The urban plan of Beirut, completed in 1943, proposed
a project based on major thoroughfares, the creation of a new town and a
project to reorganize the congested districts in the center of town. The
founding principles of this type of planning were very much inspired by those
of the Modern Movement. Functionalism and rationalism define this urban zoning
in which the separation of functions remains the watchword. Problems related to traffic were amongst the most
urgent to resolve. Écochard proposed a "system of circulation"

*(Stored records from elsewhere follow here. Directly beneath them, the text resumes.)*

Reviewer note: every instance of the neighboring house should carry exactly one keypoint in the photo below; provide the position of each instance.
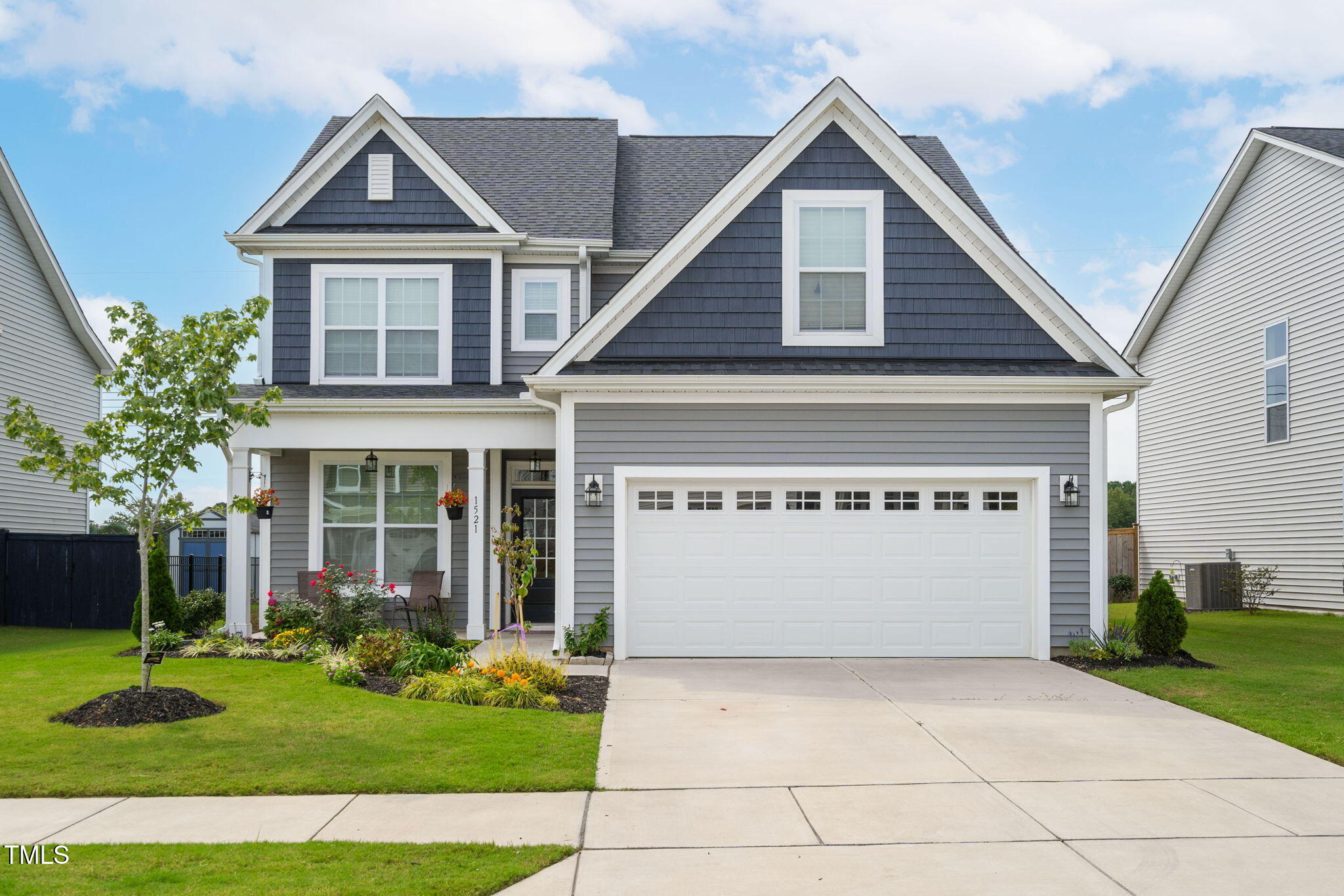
(1241, 439)
(197, 558)
(49, 356)
(787, 396)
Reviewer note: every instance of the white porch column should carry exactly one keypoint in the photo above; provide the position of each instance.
(237, 597)
(494, 519)
(474, 544)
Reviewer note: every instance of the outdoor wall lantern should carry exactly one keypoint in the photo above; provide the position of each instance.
(593, 493)
(1069, 491)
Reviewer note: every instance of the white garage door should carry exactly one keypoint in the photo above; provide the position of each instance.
(828, 569)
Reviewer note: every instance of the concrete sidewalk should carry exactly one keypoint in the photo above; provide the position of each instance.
(859, 777)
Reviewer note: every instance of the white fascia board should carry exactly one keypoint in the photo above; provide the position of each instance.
(291, 406)
(839, 104)
(1203, 232)
(12, 195)
(1109, 386)
(373, 242)
(375, 115)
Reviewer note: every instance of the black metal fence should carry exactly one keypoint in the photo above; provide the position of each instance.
(191, 573)
(68, 580)
(81, 580)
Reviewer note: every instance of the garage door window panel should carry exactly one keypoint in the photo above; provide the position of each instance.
(854, 501)
(952, 500)
(901, 500)
(803, 500)
(754, 500)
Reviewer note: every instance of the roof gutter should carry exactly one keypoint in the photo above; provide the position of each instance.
(1112, 386)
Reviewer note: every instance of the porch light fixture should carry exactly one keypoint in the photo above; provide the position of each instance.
(593, 493)
(1069, 491)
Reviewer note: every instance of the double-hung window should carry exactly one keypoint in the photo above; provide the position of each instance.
(382, 324)
(386, 520)
(1276, 382)
(539, 310)
(832, 268)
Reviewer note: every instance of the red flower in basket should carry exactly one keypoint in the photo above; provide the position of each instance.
(453, 502)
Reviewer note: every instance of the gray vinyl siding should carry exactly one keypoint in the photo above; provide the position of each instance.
(519, 365)
(938, 301)
(45, 365)
(605, 285)
(292, 316)
(415, 199)
(1208, 481)
(1054, 436)
(289, 524)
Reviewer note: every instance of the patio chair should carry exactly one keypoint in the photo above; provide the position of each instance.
(427, 589)
(308, 592)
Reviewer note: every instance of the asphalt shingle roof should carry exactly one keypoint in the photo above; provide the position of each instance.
(383, 390)
(837, 367)
(545, 176)
(1326, 138)
(574, 178)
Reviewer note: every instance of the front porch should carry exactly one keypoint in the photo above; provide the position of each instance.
(373, 506)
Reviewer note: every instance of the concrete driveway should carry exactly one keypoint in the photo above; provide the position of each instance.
(937, 777)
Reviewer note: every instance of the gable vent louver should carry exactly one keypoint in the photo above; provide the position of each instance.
(379, 176)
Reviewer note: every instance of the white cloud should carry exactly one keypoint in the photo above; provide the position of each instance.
(569, 94)
(96, 310)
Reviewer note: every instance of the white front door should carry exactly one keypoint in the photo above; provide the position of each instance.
(815, 567)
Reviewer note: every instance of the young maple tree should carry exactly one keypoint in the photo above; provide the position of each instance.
(175, 394)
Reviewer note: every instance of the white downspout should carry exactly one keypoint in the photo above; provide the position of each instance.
(261, 340)
(585, 285)
(568, 525)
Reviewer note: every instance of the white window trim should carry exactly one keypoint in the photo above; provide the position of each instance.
(564, 312)
(318, 361)
(873, 201)
(315, 504)
(1282, 360)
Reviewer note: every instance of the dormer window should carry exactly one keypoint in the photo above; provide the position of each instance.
(379, 176)
(539, 310)
(382, 324)
(832, 268)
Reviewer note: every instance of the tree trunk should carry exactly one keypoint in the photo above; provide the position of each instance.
(146, 669)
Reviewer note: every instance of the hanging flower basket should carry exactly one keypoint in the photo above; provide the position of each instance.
(453, 502)
(265, 501)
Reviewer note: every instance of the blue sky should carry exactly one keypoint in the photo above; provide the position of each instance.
(144, 129)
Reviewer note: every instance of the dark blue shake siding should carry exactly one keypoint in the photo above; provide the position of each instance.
(415, 198)
(938, 302)
(292, 316)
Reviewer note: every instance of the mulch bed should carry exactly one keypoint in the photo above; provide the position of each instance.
(585, 693)
(129, 707)
(1182, 660)
(382, 684)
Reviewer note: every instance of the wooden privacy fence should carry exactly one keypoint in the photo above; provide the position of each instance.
(1123, 552)
(68, 580)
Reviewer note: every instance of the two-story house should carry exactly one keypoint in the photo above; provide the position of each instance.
(49, 356)
(1241, 439)
(789, 396)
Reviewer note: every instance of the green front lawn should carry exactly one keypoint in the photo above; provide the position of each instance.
(287, 730)
(283, 870)
(1280, 674)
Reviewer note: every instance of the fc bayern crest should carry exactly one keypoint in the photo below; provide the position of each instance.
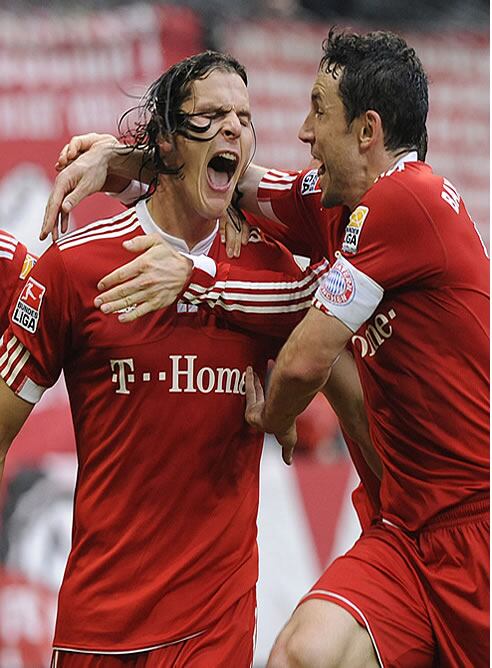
(338, 287)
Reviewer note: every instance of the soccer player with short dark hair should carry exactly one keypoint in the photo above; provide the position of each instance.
(409, 290)
(163, 564)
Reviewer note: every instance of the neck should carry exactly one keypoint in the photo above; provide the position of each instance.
(377, 163)
(174, 216)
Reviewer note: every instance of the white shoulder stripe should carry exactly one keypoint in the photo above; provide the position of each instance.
(102, 234)
(238, 297)
(121, 218)
(10, 357)
(11, 342)
(278, 172)
(8, 243)
(8, 238)
(30, 391)
(286, 308)
(338, 597)
(18, 367)
(264, 185)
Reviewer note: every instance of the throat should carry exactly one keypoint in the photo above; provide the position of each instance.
(178, 222)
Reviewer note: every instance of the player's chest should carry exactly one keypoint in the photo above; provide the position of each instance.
(182, 351)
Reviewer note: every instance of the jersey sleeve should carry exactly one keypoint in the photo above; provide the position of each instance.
(15, 264)
(33, 347)
(390, 243)
(291, 205)
(267, 301)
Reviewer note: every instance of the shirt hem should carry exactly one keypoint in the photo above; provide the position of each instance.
(147, 648)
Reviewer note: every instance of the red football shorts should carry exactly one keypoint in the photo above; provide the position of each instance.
(423, 597)
(229, 642)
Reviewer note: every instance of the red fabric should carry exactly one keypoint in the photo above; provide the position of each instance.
(423, 597)
(306, 228)
(12, 256)
(229, 642)
(164, 533)
(426, 383)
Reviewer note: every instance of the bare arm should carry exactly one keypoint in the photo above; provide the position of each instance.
(88, 164)
(248, 187)
(344, 392)
(13, 413)
(303, 368)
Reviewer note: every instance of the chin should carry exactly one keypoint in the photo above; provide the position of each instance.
(330, 199)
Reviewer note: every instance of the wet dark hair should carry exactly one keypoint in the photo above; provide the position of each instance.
(159, 112)
(379, 71)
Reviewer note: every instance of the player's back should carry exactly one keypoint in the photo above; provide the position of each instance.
(164, 534)
(15, 264)
(423, 354)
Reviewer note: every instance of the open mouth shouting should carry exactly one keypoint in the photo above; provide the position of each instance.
(221, 169)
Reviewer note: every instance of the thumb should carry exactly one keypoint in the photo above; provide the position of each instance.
(79, 193)
(142, 243)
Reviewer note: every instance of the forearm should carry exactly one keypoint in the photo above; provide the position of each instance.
(344, 392)
(248, 187)
(129, 163)
(302, 369)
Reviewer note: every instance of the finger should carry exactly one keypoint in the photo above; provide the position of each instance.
(237, 244)
(120, 275)
(143, 242)
(62, 161)
(64, 221)
(50, 220)
(287, 452)
(260, 395)
(80, 192)
(250, 388)
(245, 233)
(74, 147)
(138, 312)
(123, 295)
(222, 227)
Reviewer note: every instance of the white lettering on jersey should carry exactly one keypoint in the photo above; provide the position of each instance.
(375, 334)
(348, 294)
(185, 376)
(451, 195)
(310, 183)
(28, 307)
(353, 229)
(120, 374)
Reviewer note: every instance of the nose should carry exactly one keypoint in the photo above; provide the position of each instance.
(306, 133)
(232, 125)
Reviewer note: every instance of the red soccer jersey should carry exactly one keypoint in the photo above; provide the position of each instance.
(15, 264)
(412, 283)
(290, 201)
(164, 530)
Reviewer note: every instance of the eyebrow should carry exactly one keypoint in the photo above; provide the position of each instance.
(210, 109)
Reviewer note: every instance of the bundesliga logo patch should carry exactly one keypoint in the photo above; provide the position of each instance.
(28, 307)
(353, 229)
(338, 287)
(29, 262)
(310, 183)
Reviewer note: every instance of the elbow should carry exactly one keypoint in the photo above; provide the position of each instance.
(311, 370)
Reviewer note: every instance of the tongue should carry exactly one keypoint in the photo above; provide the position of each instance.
(218, 179)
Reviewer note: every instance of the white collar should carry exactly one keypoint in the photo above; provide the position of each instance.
(408, 157)
(150, 227)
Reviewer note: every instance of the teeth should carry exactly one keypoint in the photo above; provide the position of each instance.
(228, 156)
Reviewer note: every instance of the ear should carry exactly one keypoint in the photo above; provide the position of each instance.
(166, 145)
(370, 130)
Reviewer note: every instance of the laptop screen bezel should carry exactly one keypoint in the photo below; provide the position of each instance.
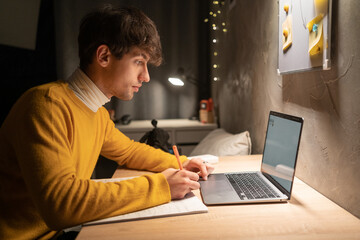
(272, 180)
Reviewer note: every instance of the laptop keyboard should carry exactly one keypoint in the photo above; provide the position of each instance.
(250, 186)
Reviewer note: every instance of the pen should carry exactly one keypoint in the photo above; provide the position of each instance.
(177, 156)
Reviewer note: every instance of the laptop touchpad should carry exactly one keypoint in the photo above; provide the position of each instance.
(217, 187)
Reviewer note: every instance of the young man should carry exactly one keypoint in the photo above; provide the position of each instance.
(51, 139)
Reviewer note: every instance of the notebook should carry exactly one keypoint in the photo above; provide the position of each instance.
(190, 204)
(274, 181)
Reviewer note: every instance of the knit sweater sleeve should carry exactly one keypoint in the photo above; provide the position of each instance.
(44, 154)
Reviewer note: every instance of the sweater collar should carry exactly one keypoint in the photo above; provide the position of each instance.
(86, 90)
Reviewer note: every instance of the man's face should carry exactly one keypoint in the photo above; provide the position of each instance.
(126, 75)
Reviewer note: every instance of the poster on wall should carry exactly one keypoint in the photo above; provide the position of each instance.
(304, 35)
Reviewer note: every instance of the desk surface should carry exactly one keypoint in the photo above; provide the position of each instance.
(308, 215)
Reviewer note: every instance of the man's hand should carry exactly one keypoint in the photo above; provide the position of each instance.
(181, 182)
(199, 166)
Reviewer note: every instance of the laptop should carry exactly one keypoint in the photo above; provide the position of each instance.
(273, 183)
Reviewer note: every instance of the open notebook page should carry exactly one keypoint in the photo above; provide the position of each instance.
(188, 205)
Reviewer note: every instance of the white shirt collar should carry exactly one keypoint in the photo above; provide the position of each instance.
(86, 90)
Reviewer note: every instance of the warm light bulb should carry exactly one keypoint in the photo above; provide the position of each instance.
(176, 81)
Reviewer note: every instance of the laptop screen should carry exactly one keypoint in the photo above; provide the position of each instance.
(281, 148)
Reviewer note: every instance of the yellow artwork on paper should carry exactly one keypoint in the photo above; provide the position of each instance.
(315, 28)
(287, 33)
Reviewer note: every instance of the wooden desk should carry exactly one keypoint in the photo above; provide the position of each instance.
(308, 215)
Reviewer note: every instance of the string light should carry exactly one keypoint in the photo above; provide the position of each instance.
(218, 26)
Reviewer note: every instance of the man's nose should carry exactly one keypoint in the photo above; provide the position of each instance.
(144, 75)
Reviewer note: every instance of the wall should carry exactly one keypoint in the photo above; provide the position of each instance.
(329, 101)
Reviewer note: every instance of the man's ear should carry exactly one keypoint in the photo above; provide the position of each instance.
(103, 55)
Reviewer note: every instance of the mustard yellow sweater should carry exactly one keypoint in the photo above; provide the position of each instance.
(49, 145)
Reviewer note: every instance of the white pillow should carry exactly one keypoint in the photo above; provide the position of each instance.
(221, 143)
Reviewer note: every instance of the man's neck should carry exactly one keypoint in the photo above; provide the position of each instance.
(86, 90)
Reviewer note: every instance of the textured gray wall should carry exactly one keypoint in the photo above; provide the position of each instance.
(329, 101)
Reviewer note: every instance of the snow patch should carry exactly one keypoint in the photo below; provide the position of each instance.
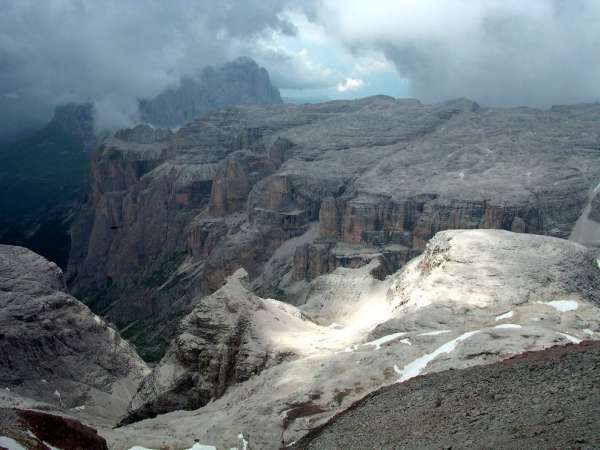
(377, 343)
(572, 339)
(562, 305)
(434, 333)
(198, 446)
(414, 368)
(507, 315)
(243, 441)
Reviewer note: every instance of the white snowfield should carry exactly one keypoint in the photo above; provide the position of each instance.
(441, 311)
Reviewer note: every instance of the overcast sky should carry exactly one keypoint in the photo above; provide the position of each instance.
(497, 52)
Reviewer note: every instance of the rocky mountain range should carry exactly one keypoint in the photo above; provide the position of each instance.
(239, 82)
(43, 174)
(274, 265)
(291, 192)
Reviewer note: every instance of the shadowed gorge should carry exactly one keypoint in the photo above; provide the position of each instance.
(309, 224)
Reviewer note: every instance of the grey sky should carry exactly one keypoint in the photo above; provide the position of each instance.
(497, 52)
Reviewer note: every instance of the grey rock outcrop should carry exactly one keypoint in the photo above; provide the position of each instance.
(54, 349)
(239, 82)
(228, 337)
(473, 297)
(169, 220)
(524, 402)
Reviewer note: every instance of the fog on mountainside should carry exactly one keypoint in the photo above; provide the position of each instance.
(309, 224)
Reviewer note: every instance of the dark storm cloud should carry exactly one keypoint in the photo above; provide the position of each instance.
(499, 52)
(115, 52)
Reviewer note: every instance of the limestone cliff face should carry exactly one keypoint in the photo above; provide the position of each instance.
(54, 349)
(170, 215)
(239, 82)
(274, 371)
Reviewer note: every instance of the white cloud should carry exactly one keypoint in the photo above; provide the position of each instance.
(350, 84)
(498, 52)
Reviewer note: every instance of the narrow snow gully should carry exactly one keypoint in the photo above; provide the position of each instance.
(587, 231)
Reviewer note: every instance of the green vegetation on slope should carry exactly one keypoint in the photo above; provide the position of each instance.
(41, 178)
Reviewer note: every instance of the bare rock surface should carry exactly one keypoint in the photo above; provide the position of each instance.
(545, 399)
(238, 82)
(37, 430)
(473, 297)
(168, 220)
(54, 349)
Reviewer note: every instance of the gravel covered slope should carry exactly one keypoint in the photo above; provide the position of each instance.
(544, 399)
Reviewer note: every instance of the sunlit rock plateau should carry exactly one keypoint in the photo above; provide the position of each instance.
(271, 371)
(290, 193)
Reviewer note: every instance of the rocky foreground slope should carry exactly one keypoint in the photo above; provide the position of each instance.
(293, 192)
(545, 399)
(54, 350)
(272, 372)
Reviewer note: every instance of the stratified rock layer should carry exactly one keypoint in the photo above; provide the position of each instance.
(54, 349)
(167, 220)
(473, 297)
(546, 399)
(239, 82)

classified into three broad categories. The first, called "bypasses",
was to establish a north/south link joining the town of Sidon with that of Tripoli
through two stretches of road and a direct connection between the road to
Damascus and those to Tripoli and Sidon. The second category, "crossroads",
was designed to stop at the outskirts of the stretches of the bypass routes,
and create radiating roads within. In order to decongest the city center,
drilling new paths to "cut to the heart", as Écochard said, was planned,
from the ring road to the city center.
Housing is treated separately as it involves “special
needs”, notably in regard to light and climate. The description of the proposed
new town on the southern outskirts of the city shows unambiguously the acceptance
by Ecochard of the ideas of the Modern Movement, "refusing in the most absolute way to adopt the old principle of
construction of streets as corridors lined with adjoining houses". The areas allocated to each owner must
allow room to avoid street frontage and allow for the location of buildings in
the middle of gardens. The creation of the new city offers a new way of living
for "workers", which should provide, in addition to
"modernity", more "fairness".
The
development of an administrative district offered an image of the city centre that
was more modern for its time. Public buildings are grouped together to create
an administrative center, along one of the axes of the Place de l’Etoile. Car
parking is prohibited in the surrounding streets as a parking space has been
foreseen. Traffic congestion is tackled through the removal of the city blocks
of Bab-Idriss and the creation of a second roundabout. The separation of
pedestrian and automobile traffic is expressed though two separate treatments
of space. While the road system appears as the framework of the urban planning
proposals, with its hierarchisation and separate roads, priority is given to
pedestrian walkways.
In the course of his time in the Levant, Écochard
introduced a new way, and, by introducing the premises of urbanism of the
Modern Movement, he began a new form of intervention in urban space under
French administration, which did not become widespread until after independence.